Bacterial species | No. | % of the total patients (n = 514) |
---|---|---|
S. aureus | 54 | 10.3 |
CoNS | 44 | 8.5 |
E. coli | 16 | 3.1 |
Citrobacter spp. | 9 | 1.7 |
S. typhi | 8 | 1.6 |
S. pyogenes | 5 | 1.0 |
Acinetobacter spp. | 4 | 0.8 |
S. paratyphi | 2 | 0.4 |
P. mirabilis | 1 | 0.2 |
Klebsiella spp. | 1 | 0.2 |
P. aeruginosa | 1 | 0.2 |
Total | 144 | 28 |
CoNS coagulase negative staphylococcus.
More bacteria were isolated form females than males, though it was not statistically significant (P = 0.06, χ2 = 3.47, df = 1). The spectrum of bacteria varies with the age of patients, where 48.6% of the bacteria isolates were found in the age group of 15–29 years but not statistically significant associated (P = 0.54, χ2 = 46.4, df = 48).

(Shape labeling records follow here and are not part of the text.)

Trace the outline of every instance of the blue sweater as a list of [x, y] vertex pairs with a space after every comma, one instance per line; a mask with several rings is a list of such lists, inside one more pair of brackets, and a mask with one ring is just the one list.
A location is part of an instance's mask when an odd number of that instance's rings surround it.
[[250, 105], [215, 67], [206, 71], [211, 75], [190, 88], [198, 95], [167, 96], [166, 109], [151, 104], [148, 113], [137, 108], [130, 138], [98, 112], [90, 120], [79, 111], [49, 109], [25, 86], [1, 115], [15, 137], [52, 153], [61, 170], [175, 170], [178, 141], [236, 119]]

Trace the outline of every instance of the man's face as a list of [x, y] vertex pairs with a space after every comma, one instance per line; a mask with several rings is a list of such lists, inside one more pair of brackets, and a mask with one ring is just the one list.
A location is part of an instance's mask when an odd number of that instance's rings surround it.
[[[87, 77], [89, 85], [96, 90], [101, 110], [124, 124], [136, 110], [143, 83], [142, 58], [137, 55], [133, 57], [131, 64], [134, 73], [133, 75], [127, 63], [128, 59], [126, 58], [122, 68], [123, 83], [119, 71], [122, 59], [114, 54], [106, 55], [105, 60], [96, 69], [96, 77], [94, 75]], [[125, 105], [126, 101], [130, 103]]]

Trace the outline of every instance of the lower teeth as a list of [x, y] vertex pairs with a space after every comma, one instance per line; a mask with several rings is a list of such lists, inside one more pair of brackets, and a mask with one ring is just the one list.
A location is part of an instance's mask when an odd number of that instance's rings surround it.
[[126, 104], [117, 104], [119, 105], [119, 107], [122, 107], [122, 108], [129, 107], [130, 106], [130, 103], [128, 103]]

In vitro antibiotic susceptibility of the bacterial isolates (Table 2) showed resistance for gram positive bacteria from 0 to 83%. Thirty-six (66.7%) of S. aureus isolates were resistant to Trimethoprim-sulphamethoxazole, 31 (57.4%) to Ceftriaxone, 29 (53.7%) to Doxycycline and 38 (70.4%) to Oxacillin. Thirty-six (81.8%) and 27 (61.4%) resistance was seen by CoNS to Trimethoprim-sulphamethoxazole and Doxycycline, respectively. All S.aureus and CoNS isolates were sensitive to vancomycin. Over all, high resistance was seen by gram positive isolates to Trimethoprim-sulphamethoxazole (74%) and Doxycycline (57.7%). Amoxicillin clavulanic acid was an effective antibiotic for gram positive bacteria next to Vancomycin in our study.
Table 2.
Organism | Bacterial isolates resistant to each drug tested (%) | |||||||||
---|---|---|---|---|---|---|---|---|---|---|
AMC | CRO | CN | DO | CIP | SXT | E | OX | NOR | F | |
S. aureus | 7 (13) | 31 (57.4) | 18 (33.3) | 29 (53.7) | 21 (38.9) | 36 (66.7) | 24 (44.4) | 38 (70.4) | 18 (33.3) | NA |
CoNS | 5 (11.4) | 22 (50) | 8 (18.1) | 27 (61.4) | 11 (25) | 36 (81.8) | 18 (40.9) | 27 (61.4) | 13 (29.5) | NA |
S. pyogenes | 1 (16.7) | 1 (16.7) | 0 | 4 (66.7) | 1 (16.7) | 5 (83.3) | 1 (16.7) | 0 | 1 (16.7) | NA |
E. coli | 1 (6.7) | 9 (60) | 2 (13.3) | 6 (40) | 1 (6.7) | 10 (6.7) | NA | NA | 9 (60) | 4 (26.7) |
Citrobacter spp. | 2 (25) | 4 (50) | 2 (25) | 4 (50) | 1 (12.5) | 3 (37.5) | NA | NA | 6 (75) | 1 (12.5) |
Acinetobacter spp. | 1 (20) | 4 (80) | 0 | 2 (40) | 0 | 3 (60) | NA | NA | 2 (40) | 0 |
S. typhi | 0 | 3 (37.5) | 2 (25) | 4 (50) | 1 (12.5) | 4 (50) | NA | NA | 6 (75) | 2 (25) |
S. paratyphi | 0 | 1 (50) | 1 (50) | 1 (50) | 1 (50) | 1 (50) | NA | NA | 1 | 1 (50) |
Klebsiella spp. | 0 | 0 | 0 | 0 | 0 | 0 | NA | NA | 1 (100) | 1 (100) |
P. mirabilis | 0 | 0 | 0 | 0 | 0 | 0 | NA | NA | 0 | 1 (100) |
P. aeruginosa | 0 | 0 | 1 (100) | 1 (100) | 0 | 0 | NA | NA | 0 | 0 |
Total | 17 (11.8) | 75 (52) | 34 (23.6) | 78 (54.2) | 37 (25.7) | 89 (61.8) | 45 (31.3) | 65 (62.5) | 56 (38.9) | 10 (22.2) |
AMC amoxicillin clavulanic acid, CRO ceftriaxone, CN gentamicin, DO doxycycline, CIP ciprofloxacin, SXT trimethoprim-sulphamethoxazole, E erythromycin, OX oxacillin, NOR norfloxacin, F Nitrofurantonin, NA not applicable.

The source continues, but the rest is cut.